All of lore.kernel.org
 help / color / mirror / Atom feed
From: Lai Jiangshan <jiangshanlai@gmail.com>
To: Jann Horn <jannh@google.com>
Cc: Lai Jiangshan <laijs@linux.alibaba.com>,
	Andy Lutomirski <luto@kernel.org>,
	Thomas Gleixner <tglx@linutronix.de>,
	Ingo Molnar <mingo@redhat.com>, Borislav Petkov <bp@alien8.de>,
	"the arch/x86 maintainers" <x86@kernel.org>,
	"H. Peter Anvin" <hpa@zytor.com>,
	kernel list <linux-kernel@vger.kernel.org>,
	Kees Cook <keescook@chromium.org>
Subject: Re: [PATCH V3 1/3] x86/entry: avoid calling into sync_regs() when entering from userspace
Date: Tue, 15 Sep 2020 15:55:51 +0800	[thread overview]
Message-ID: <CAJhGHyDL2SppJRL83JzKcEf_Zy9zDRMMW_1PrsEwu2ZaHQAkNQ@mail.gmail.com> (raw)
In-Reply-To: <CAG48ez23rw8oj7gT6Kyj3epXsDze+Cq30Jj_pV7sa54gxKEOpQ@mail.gmail.com>

On Sat, Sep 12, 2020 at 5:24 AM Jann Horn <jannh@google.com> wrote:


Hello Jann

Thanks for your review.

> As far as I can see, on systems affected by Meltdown, this patch fixes
> register state leakage between tasks because any data that is written
> to the per-CPU trampoline stacks must be considered visible to all
> userspace.

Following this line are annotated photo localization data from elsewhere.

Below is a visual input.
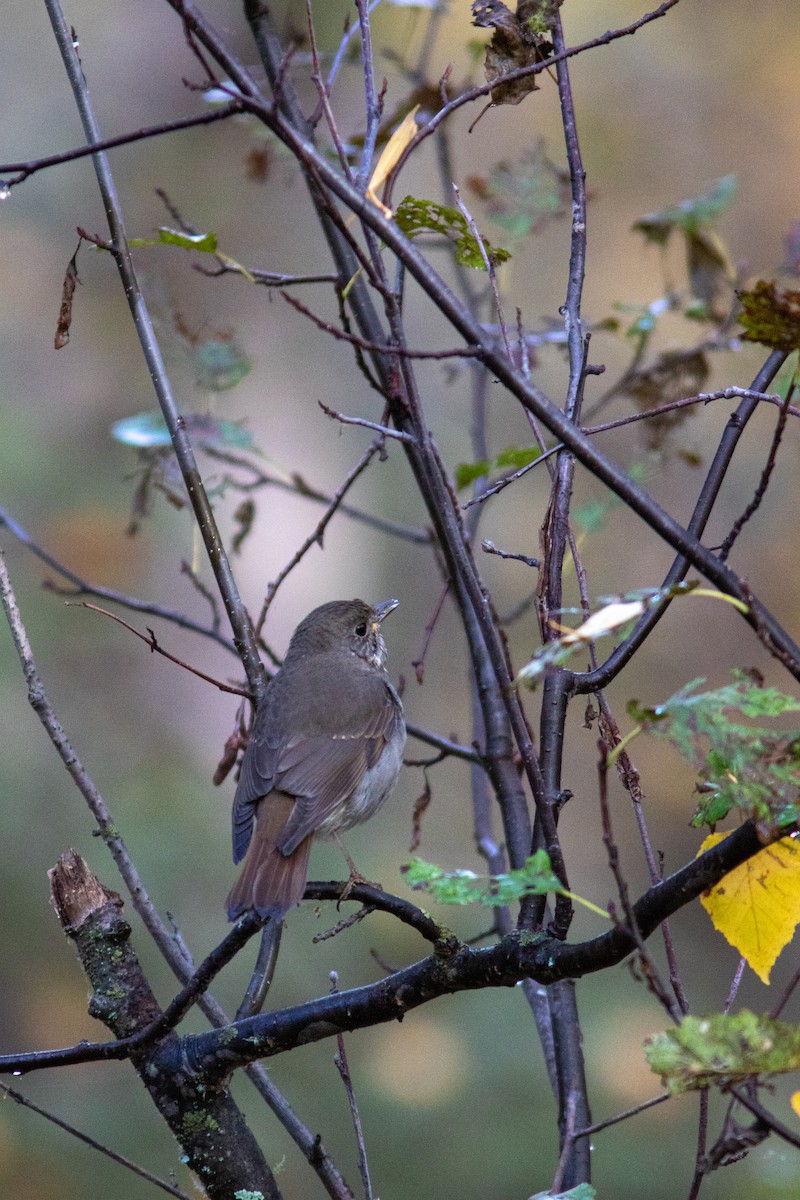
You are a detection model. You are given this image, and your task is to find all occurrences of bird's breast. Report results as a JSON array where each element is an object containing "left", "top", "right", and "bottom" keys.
[{"left": 316, "top": 725, "right": 406, "bottom": 838}]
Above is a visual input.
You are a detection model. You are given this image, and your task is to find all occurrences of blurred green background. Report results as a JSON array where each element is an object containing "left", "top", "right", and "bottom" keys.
[{"left": 1, "top": 1, "right": 800, "bottom": 1197}]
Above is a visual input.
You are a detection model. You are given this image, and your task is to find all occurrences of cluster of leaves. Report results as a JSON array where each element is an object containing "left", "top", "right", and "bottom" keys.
[
  {"left": 467, "top": 141, "right": 570, "bottom": 240},
  {"left": 403, "top": 852, "right": 608, "bottom": 918},
  {"left": 403, "top": 850, "right": 564, "bottom": 906},
  {"left": 628, "top": 671, "right": 800, "bottom": 827}
]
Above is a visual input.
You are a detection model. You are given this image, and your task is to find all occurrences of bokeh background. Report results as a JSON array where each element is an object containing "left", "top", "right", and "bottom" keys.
[{"left": 1, "top": 1, "right": 800, "bottom": 1197}]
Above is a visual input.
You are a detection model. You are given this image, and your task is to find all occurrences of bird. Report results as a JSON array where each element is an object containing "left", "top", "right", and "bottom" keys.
[{"left": 226, "top": 598, "right": 406, "bottom": 921}]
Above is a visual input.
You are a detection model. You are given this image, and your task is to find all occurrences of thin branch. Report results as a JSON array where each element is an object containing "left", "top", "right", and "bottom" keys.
[
  {"left": 582, "top": 387, "right": 797, "bottom": 437},
  {"left": 411, "top": 581, "right": 449, "bottom": 684},
  {"left": 463, "top": 443, "right": 562, "bottom": 508},
  {"left": 330, "top": 972, "right": 374, "bottom": 1200},
  {"left": 0, "top": 103, "right": 243, "bottom": 188},
  {"left": 197, "top": 261, "right": 339, "bottom": 286},
  {"left": 0, "top": 504, "right": 235, "bottom": 654},
  {"left": 452, "top": 184, "right": 512, "bottom": 360},
  {"left": 318, "top": 402, "right": 417, "bottom": 443},
  {"left": 70, "top": 602, "right": 250, "bottom": 696},
  {"left": 282, "top": 288, "right": 481, "bottom": 359},
  {"left": 404, "top": 721, "right": 484, "bottom": 765},
  {"left": 595, "top": 694, "right": 690, "bottom": 1015},
  {"left": 718, "top": 384, "right": 795, "bottom": 560},
  {"left": 0, "top": 1083, "right": 195, "bottom": 1200},
  {"left": 254, "top": 437, "right": 386, "bottom": 633},
  {"left": 354, "top": 0, "right": 381, "bottom": 195},
  {"left": 201, "top": 446, "right": 431, "bottom": 544},
  {"left": 44, "top": 0, "right": 266, "bottom": 700},
  {"left": 571, "top": 1091, "right": 671, "bottom": 1140},
  {"left": 728, "top": 1086, "right": 800, "bottom": 1153},
  {"left": 481, "top": 540, "right": 540, "bottom": 569},
  {"left": 305, "top": 0, "right": 355, "bottom": 176}
]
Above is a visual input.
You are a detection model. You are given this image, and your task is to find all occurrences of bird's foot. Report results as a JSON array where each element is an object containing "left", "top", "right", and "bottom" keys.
[{"left": 337, "top": 867, "right": 383, "bottom": 908}]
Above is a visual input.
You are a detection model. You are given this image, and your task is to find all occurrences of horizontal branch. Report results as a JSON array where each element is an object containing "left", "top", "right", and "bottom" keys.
[
  {"left": 1, "top": 820, "right": 784, "bottom": 1079},
  {"left": 172, "top": 820, "right": 792, "bottom": 1078},
  {"left": 0, "top": 504, "right": 236, "bottom": 653},
  {"left": 0, "top": 103, "right": 243, "bottom": 188}
]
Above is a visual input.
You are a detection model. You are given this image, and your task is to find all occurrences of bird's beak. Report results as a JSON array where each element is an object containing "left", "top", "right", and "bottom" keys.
[{"left": 373, "top": 598, "right": 399, "bottom": 624}]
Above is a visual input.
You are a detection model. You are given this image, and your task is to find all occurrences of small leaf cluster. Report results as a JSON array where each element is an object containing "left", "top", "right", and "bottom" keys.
[
  {"left": 402, "top": 850, "right": 564, "bottom": 907},
  {"left": 628, "top": 672, "right": 800, "bottom": 826}
]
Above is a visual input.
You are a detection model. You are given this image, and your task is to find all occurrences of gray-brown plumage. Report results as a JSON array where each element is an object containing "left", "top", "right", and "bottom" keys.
[{"left": 226, "top": 599, "right": 405, "bottom": 921}]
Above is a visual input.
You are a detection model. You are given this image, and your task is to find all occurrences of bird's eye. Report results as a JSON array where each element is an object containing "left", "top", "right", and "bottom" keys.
[{"left": 355, "top": 622, "right": 368, "bottom": 637}]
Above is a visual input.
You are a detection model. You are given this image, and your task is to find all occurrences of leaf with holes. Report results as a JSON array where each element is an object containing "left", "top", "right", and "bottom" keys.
[
  {"left": 736, "top": 280, "right": 800, "bottom": 351},
  {"left": 396, "top": 195, "right": 511, "bottom": 269}
]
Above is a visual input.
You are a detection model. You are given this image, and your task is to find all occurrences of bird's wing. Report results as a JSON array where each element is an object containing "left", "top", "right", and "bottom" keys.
[
  {"left": 231, "top": 656, "right": 402, "bottom": 863},
  {"left": 275, "top": 676, "right": 403, "bottom": 854}
]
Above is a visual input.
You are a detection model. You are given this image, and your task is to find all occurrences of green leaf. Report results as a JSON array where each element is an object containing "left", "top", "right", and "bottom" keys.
[
  {"left": 128, "top": 226, "right": 219, "bottom": 253},
  {"left": 495, "top": 445, "right": 541, "bottom": 470},
  {"left": 402, "top": 853, "right": 609, "bottom": 918},
  {"left": 402, "top": 851, "right": 563, "bottom": 907},
  {"left": 111, "top": 411, "right": 257, "bottom": 452},
  {"left": 627, "top": 671, "right": 800, "bottom": 827},
  {"left": 454, "top": 445, "right": 541, "bottom": 490},
  {"left": 633, "top": 175, "right": 737, "bottom": 245},
  {"left": 646, "top": 1011, "right": 800, "bottom": 1094},
  {"left": 469, "top": 142, "right": 569, "bottom": 241},
  {"left": 191, "top": 337, "right": 252, "bottom": 391},
  {"left": 530, "top": 1187, "right": 597, "bottom": 1200},
  {"left": 736, "top": 280, "right": 800, "bottom": 352},
  {"left": 455, "top": 459, "right": 491, "bottom": 489},
  {"left": 395, "top": 195, "right": 511, "bottom": 269}
]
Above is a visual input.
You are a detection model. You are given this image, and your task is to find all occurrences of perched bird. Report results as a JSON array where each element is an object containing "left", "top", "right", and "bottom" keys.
[{"left": 227, "top": 598, "right": 405, "bottom": 921}]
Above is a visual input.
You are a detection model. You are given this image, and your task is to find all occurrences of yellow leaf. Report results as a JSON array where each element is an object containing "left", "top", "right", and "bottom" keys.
[
  {"left": 366, "top": 105, "right": 420, "bottom": 218},
  {"left": 792, "top": 1091, "right": 800, "bottom": 1119},
  {"left": 699, "top": 832, "right": 800, "bottom": 984}
]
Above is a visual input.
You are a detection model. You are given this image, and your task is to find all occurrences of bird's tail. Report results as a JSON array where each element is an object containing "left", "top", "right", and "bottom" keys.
[{"left": 226, "top": 795, "right": 313, "bottom": 921}]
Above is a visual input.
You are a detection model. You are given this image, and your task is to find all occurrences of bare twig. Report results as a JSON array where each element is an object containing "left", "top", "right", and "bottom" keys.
[
  {"left": 201, "top": 446, "right": 431, "bottom": 544},
  {"left": 330, "top": 972, "right": 374, "bottom": 1200},
  {"left": 0, "top": 1083, "right": 194, "bottom": 1200},
  {"left": 282, "top": 289, "right": 481, "bottom": 360},
  {"left": 572, "top": 1091, "right": 671, "bottom": 1141},
  {"left": 69, "top": 602, "right": 250, "bottom": 696},
  {"left": 254, "top": 436, "right": 386, "bottom": 633},
  {"left": 318, "top": 401, "right": 417, "bottom": 443},
  {"left": 481, "top": 540, "right": 540, "bottom": 569},
  {"left": 0, "top": 103, "right": 242, "bottom": 189},
  {"left": 718, "top": 383, "right": 795, "bottom": 560},
  {"left": 0, "top": 504, "right": 235, "bottom": 653},
  {"left": 44, "top": 0, "right": 266, "bottom": 701}
]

I think that makes this a fix that should go into stable
> kernels.

I know what you mean since I did similarly as you said in another
project. But I hesitated to claim that. Not everyone goes too
paranoid to hide all registers. I consider them a nice cleanup
the makes future entry_64.S better.

>
> Therefore, please add:
>
> Fixes: 7f2590a110b8 ("x86/entry/64: Use a per-CPU trampoline stack for
> IDT entries")
> Cc: stable@vger.kernel.org
>
>
> > ---
> >  arch/x86/entry/entry_64.S | 43 +++++++++++++++++++++++++++++++--------
> >  1 file changed, 34 insertions(+), 9 deletions(-)
> >
> > diff --git a/arch/x86/entry/entry_64.S b/arch/x86/entry/entry_64.S
> > index 70dea9337816..1a7715430da3 100644
> > --- a/arch/x86/entry/entry_64.S
> > +++ b/arch/x86/entry/entry_64.S
> > @@ -928,19 +928,42 @@ SYM_CODE_END(paranoid_exit)
> >  SYM_CODE_START_LOCAL(error_entry)
> >         UNWIND_HINT_FUNC
> >         cld
> > -       PUSH_AND_CLEAR_REGS save_ret=1
> > -       ENCODE_FRAME_POINTER 8
> > -       testb   $3, CS+8(%rsp)
> > +       testb   $3, CS-ORIG_RAX+8(%rsp)
> >         jz      .Lerror_kernelspace
> >
> > -       /*
> > -        * We entered from user mode or we're pretending to have entered
> > -        * from user mode due to an IRET fault.
> > -        */
>
> As far as I can tell, this comment is still correct, and it is
> helpful. Why are you removing it?

This comment actually describes .Lerror_entry_from_usermode_after_swapgs
which is kind of far from here.

"We entered from user mode" is already self-explained by the code above.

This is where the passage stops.